Evrenin biz insanlara bahşettiği en kıymetli beceriyi bir hezeyana çeviriyor ve ondan kaçmaya başlıyoruz. Bundan dolayıdır ki ben her fırsatta hayallerimi gerçeklerin pençesinden azat etmeye çaba gösteririm. 

Eski çevremde yığınlarca dost gerçekleştirmesi mümkün olmayan hayallerin peşinden koştururken depresyona girerler, yarı yolda pes ederlerdi. 

Beş duyumuzun olması ve bu beş duyunun tam kapasite çalışması, yani sahiden görebilmemiz, sahiden işitebilmemiz, sahiden koklayabilmemiz, sahiden dokunabilmemiz ve ağzımıza koyduğumuz şeyin tadını sahiden alabilmemiz, küçük şeylerin bizi mutlu etmesine yeter de, artar da. 

Zira bizi hayvanlardan ayıran ne çok şey var. Tarih bile başlı başına bir olay. Nietzsche ne diyor? “Hayvan tarih dışı yaşar; çünkü o şimdiki zamanın içinde tükenir gider, geride tuhaf bir kesir bile bırakmayan bir sayı gibi... 

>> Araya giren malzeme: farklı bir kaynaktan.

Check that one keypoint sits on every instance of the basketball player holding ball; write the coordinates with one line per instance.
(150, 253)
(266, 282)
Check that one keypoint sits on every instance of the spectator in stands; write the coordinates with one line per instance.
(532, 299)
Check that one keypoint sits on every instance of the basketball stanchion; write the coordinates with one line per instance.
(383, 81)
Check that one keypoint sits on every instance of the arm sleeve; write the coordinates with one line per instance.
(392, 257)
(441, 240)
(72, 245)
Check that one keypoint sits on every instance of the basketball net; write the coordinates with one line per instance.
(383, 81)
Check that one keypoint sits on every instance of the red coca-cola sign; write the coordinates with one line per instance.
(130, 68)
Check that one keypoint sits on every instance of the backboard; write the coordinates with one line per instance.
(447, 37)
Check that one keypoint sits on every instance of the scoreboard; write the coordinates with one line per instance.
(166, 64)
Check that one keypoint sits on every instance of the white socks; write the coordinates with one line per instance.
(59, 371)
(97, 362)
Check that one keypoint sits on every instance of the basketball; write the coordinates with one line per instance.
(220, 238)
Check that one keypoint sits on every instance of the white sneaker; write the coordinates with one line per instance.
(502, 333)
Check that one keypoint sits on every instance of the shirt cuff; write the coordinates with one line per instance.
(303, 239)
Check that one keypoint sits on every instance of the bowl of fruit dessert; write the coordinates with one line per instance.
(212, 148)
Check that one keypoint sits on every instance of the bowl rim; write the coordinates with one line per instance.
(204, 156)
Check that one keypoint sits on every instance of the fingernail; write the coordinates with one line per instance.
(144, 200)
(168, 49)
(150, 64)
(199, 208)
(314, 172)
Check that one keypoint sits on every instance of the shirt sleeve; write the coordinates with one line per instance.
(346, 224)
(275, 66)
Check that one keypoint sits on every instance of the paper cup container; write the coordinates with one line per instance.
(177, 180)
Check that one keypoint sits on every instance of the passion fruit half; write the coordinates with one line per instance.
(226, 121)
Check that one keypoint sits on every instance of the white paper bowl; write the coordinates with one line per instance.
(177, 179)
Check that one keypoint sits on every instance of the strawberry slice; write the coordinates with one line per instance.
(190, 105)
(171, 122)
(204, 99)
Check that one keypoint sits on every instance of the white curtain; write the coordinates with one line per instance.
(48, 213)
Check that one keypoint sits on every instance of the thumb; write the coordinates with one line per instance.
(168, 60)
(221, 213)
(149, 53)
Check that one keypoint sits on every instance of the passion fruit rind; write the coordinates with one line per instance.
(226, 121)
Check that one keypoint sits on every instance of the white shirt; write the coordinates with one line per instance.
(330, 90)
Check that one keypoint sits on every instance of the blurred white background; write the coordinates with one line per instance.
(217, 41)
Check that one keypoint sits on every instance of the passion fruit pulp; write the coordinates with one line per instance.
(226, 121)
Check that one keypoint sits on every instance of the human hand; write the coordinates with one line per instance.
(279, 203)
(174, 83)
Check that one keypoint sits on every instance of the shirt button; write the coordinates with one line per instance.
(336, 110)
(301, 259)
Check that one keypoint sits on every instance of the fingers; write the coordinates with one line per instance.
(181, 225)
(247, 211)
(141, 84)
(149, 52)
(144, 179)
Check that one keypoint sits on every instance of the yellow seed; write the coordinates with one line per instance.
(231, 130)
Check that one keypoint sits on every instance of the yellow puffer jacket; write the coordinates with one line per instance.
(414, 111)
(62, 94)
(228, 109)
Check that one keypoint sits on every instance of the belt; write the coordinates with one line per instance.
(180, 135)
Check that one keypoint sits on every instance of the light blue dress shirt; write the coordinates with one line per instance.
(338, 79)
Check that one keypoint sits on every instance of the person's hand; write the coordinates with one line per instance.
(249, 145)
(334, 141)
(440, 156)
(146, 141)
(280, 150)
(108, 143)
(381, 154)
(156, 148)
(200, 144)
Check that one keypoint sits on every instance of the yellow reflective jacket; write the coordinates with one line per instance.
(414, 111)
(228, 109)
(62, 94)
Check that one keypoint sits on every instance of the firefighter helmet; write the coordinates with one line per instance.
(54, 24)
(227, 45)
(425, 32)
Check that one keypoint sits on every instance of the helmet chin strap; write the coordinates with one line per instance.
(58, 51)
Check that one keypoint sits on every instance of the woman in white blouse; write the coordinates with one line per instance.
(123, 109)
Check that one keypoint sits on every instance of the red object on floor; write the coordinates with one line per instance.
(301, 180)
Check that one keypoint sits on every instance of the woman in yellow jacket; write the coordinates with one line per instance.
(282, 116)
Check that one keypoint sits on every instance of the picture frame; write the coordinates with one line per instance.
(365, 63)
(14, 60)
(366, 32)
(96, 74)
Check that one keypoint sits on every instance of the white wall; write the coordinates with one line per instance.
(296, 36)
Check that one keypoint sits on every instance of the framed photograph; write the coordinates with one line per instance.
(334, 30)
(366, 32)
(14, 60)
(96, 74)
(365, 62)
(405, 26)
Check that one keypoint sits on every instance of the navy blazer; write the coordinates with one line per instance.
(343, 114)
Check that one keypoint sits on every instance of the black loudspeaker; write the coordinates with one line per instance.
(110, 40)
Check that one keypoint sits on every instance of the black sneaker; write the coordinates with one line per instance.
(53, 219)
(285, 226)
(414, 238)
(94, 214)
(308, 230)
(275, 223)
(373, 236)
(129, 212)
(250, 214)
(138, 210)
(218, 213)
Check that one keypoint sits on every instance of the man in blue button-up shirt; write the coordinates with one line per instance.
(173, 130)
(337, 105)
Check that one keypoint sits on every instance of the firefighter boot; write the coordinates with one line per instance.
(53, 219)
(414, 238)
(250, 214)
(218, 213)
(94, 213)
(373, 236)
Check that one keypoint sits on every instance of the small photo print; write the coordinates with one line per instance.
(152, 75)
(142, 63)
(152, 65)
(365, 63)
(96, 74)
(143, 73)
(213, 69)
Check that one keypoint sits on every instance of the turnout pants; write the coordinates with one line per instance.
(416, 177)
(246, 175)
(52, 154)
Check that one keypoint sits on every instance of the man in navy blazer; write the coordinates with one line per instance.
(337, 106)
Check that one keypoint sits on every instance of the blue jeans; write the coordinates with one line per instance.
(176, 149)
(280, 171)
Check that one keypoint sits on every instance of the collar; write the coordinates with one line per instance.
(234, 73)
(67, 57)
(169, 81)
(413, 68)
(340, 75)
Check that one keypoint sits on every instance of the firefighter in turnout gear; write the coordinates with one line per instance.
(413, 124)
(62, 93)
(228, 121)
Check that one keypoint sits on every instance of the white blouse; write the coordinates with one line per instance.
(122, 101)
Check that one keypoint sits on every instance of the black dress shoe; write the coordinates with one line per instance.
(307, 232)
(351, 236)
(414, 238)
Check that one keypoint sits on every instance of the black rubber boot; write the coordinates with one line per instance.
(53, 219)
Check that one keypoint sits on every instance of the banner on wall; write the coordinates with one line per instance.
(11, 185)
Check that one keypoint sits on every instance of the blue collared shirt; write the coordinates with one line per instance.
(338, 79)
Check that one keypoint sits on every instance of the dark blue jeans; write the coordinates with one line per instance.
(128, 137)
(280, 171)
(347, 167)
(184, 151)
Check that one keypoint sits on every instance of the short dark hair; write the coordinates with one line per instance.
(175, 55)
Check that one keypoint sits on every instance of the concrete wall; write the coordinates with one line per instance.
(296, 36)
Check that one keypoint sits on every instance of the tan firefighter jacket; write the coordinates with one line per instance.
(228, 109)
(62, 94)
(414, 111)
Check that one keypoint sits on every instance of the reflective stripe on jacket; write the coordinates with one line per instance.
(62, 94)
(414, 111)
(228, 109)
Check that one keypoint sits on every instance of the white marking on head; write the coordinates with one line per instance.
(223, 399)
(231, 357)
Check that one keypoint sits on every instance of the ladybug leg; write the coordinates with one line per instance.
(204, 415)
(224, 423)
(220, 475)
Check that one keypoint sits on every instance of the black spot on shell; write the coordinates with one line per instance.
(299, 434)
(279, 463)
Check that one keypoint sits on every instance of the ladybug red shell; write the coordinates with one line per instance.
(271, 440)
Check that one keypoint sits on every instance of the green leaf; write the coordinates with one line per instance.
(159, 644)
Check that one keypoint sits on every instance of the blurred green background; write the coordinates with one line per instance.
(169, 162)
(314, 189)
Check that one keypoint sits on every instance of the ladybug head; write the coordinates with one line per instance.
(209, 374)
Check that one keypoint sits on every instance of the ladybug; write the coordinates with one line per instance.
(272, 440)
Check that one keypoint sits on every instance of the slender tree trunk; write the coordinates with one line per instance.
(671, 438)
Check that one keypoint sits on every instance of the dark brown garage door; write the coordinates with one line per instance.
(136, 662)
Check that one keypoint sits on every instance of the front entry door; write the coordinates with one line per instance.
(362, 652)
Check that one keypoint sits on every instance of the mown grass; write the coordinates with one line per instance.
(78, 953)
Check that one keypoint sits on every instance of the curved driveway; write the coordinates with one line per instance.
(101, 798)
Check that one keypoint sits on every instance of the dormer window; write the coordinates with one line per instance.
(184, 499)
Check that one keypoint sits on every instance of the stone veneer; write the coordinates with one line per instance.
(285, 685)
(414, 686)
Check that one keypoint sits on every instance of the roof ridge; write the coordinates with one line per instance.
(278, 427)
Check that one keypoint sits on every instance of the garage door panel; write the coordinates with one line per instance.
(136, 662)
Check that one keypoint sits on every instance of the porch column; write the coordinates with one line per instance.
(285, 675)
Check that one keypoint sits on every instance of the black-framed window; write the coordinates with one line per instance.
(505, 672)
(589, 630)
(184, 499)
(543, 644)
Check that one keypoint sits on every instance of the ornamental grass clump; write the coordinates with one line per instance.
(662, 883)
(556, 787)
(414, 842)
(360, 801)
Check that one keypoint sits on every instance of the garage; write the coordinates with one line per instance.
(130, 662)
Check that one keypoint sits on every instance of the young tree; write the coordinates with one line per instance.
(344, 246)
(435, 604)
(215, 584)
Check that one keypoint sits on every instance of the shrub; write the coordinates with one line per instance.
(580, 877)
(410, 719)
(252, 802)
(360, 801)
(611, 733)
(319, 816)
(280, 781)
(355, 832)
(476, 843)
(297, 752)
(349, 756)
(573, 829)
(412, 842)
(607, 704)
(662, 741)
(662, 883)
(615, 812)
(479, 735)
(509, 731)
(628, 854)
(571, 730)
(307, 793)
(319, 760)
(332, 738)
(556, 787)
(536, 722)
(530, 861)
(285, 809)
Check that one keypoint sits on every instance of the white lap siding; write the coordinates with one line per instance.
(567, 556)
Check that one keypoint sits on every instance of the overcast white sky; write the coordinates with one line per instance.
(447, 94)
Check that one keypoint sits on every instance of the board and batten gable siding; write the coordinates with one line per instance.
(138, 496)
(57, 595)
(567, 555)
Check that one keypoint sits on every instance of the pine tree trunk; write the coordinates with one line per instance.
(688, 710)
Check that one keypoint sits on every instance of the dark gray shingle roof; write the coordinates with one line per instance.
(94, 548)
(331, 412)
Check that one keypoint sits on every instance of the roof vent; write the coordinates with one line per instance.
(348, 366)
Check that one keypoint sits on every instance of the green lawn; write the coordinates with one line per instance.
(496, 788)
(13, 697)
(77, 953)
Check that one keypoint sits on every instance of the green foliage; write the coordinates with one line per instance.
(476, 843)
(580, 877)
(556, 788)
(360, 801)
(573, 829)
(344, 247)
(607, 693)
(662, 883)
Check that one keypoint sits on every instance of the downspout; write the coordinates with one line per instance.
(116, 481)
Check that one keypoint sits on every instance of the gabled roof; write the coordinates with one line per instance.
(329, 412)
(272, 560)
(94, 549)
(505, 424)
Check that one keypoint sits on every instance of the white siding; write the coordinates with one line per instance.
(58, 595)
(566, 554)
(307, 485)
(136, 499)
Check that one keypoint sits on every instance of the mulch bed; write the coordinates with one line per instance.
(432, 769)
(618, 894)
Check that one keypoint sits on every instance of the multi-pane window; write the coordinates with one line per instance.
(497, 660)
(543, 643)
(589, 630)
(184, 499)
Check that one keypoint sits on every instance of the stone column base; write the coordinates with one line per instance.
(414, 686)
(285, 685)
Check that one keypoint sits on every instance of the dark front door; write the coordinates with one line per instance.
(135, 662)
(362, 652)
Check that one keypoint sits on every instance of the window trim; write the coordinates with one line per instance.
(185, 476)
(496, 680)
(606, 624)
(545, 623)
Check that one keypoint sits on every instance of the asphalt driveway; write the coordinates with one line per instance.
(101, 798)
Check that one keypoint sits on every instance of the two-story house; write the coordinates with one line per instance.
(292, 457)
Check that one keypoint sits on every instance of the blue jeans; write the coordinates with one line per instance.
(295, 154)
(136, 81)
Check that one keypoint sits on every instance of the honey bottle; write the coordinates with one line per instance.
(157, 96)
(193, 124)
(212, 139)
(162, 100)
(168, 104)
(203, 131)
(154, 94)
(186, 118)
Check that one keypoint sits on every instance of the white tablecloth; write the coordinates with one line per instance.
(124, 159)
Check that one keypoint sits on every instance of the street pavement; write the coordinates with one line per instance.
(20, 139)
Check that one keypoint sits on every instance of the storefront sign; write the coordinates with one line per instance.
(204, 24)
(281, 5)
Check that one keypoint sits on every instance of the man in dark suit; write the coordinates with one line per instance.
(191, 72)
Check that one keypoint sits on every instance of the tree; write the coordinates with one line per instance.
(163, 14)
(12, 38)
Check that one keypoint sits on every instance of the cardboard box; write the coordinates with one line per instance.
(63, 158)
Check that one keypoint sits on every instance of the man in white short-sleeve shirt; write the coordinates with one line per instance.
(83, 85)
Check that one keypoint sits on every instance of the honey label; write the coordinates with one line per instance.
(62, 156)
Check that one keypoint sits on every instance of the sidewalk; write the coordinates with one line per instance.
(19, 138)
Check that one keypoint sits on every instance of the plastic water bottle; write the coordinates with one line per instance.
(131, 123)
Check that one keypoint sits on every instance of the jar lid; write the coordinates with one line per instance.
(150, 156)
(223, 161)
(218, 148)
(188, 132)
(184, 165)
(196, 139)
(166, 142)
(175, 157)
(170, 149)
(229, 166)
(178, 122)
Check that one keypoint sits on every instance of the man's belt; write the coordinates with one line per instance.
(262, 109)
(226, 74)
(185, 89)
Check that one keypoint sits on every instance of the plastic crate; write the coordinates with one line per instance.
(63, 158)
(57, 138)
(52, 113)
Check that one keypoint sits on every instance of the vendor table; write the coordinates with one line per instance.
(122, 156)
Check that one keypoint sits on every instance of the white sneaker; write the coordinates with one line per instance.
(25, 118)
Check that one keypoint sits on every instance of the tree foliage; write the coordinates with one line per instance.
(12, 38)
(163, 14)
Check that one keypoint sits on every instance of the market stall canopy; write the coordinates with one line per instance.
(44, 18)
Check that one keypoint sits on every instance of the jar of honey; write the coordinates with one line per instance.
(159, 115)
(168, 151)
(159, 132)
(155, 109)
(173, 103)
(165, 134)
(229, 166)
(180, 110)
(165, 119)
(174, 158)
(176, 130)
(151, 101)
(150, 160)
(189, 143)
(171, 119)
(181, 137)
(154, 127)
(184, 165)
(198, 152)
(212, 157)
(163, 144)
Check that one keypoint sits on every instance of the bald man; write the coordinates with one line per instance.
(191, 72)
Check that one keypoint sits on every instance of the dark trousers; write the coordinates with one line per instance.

Hayatımın önemsenmeyecek kadar büyük bir bölümünde çitalar gibi metropollerde koşuşturmuş durmuşum. Kuzu gibi çalıştığım işyerlerinde kurt olup gün boyunca çeşitli aksiliklerle, küstah insan psikolojisiyle boğuşmuşum. Aslanlar gibi akşam evime dönerken trafik sıkışıklığından ötürü sinirlerim zararsız bir kuşun tedirginliğinde büsbütün bozulmuş. Bir hafta sonu, sürü ile birlikte değil ama yapayalnız, kendimle başbaşa hususi yapmak istediğim boğaz gezintilerinde bile sonunda oturacak yer bulamadığım kalabalık vapurdan itile kakıla çıkıp, perişan bir halde Kadıköy’e varıyorum. Yılların eskitemediği kitapçıma doğru yürüyünce, kafeslerdeki kuşların ve çiçeklerin satıldığı yerin yanından geçerken, bir güvercinin uçtuğunu görüyor, muazzez Çingene kızlarının sattığı karanfillerin kokusunu alıyorum. Aklımı türlü türlü şehir ve insan şiirleri kuşatıyor. Ezbere bildiğim kimi şiirleri mırıldanıyorum yürürken. Bu arada kanarya ve muhabbet kuşlarının cıvıltısını duyuyorum; Haydarpaşa tren garına uzanan lacivert denize bakıyorum, henüz kalkmış vapurun çıkardığı köpüklere dalıyorum, batan güneşi gözetliyorum; rengârenk, pembe, yeşil, uçuk mavi bulutları görüyorum. Ve havam tümüyle değişiyor. Fransızların ‘douceur de vivre’ dediği duyguyu, yani yaşamanın tatlı keyfinin verdiği küçük mutluluğu tadıyorum. 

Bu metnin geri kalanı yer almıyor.